Single by OK Go

from the album OK Go
- B-side: "It's Tough to Have a Crush", "Get over It" (BBC Radio 1 Session)
- Released: June 16, 2003
- Genre: Alternative rock
- Length: 2:46
- Label: Capitol
- Songwriter(s): Damian Kulash

OK Go singles chronology
| "Get Over It" (2003) | "Don't Ask Me" (2003) | "A Million Ways" (2006) |

Music video
- ”Don't Ask Me” on YouTube

= Don't Ask Me (OK Go song) =

"Don't Ask Me" is the second UK single released by OK Go in 2003 from their self-titled debut album.

"It's Tough to Have a Crush" was originally released on the band's Brown EP. "Get over It (BBC Radio 1 Session)" is a live recording from BBC Radio 1 of the band's previous single, which became a hit in the UK earlier that year.
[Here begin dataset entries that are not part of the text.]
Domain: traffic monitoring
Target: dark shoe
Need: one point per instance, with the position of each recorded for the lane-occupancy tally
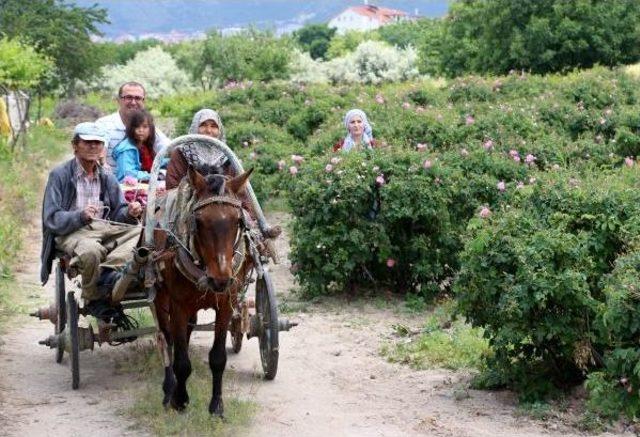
(272, 232)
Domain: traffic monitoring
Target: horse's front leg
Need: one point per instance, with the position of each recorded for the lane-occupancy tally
(218, 358)
(181, 362)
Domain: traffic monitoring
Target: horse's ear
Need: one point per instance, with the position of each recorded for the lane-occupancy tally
(197, 180)
(238, 184)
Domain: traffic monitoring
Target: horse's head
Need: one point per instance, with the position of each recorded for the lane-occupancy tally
(217, 225)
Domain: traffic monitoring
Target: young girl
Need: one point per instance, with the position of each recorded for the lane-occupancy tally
(134, 155)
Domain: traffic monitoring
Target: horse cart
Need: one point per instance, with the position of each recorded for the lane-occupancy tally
(253, 316)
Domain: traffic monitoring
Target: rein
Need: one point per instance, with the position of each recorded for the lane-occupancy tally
(185, 261)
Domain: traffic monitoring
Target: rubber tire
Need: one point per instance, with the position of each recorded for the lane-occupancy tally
(72, 325)
(267, 307)
(236, 335)
(61, 307)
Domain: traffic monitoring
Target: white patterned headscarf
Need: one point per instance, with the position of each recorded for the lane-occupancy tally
(367, 134)
(207, 114)
(198, 153)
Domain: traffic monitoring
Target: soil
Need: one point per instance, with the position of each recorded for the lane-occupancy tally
(331, 378)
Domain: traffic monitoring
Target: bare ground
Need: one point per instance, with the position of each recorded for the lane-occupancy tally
(331, 379)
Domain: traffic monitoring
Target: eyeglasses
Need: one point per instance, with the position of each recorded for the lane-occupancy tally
(129, 98)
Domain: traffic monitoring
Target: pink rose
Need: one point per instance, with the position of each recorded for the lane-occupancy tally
(485, 212)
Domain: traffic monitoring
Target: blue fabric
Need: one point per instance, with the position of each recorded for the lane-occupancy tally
(127, 158)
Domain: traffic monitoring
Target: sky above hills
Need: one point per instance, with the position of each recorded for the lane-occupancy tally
(137, 17)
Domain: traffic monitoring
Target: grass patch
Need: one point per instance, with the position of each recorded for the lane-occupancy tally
(22, 175)
(441, 343)
(148, 411)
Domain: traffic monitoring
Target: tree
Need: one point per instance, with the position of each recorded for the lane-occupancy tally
(495, 36)
(21, 67)
(60, 30)
(314, 39)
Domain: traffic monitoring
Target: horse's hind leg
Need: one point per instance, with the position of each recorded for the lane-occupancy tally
(181, 362)
(218, 359)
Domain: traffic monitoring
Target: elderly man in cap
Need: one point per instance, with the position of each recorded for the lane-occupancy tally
(130, 97)
(81, 204)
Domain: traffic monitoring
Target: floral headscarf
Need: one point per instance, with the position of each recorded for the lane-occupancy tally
(207, 114)
(367, 134)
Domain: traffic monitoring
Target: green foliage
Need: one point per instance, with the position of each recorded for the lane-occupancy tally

The song was featured in the 2004 film Catch That Kid and in the TV series Smallville and The Inbetweeners. It was also featured in the EA Sports video game, MVP Baseball 2003

==Track listings==

===UK CD single===
1. "Don't Ask Me"
2. "Get Over It" (BBC Radio 1 Session)
3. "It's Tough To Have A Crush"

===UK 7" single===
1. "Don't Ask Me"
2. "It's Tough to Have a Crush"

==Music video==

==="Dance Booth" version===
The first music video for the song is known as the "Dance Booth" version or "The Orange" version. It was directed by Brian L. Perkins and depicts the band and many fans in front of an orange backdrop. It was shot during their 2002 summer tour with The Vines.

==="Black and White" version===
A second video was made to promote the single in 2003 in the UK. This video was directed by Barnaby Roper in 2003 and features the band performing the song in an empty white room with a line of female dancers who feature prominently. The video is in monochrome save for random stripes in the background which are in either pink or orange.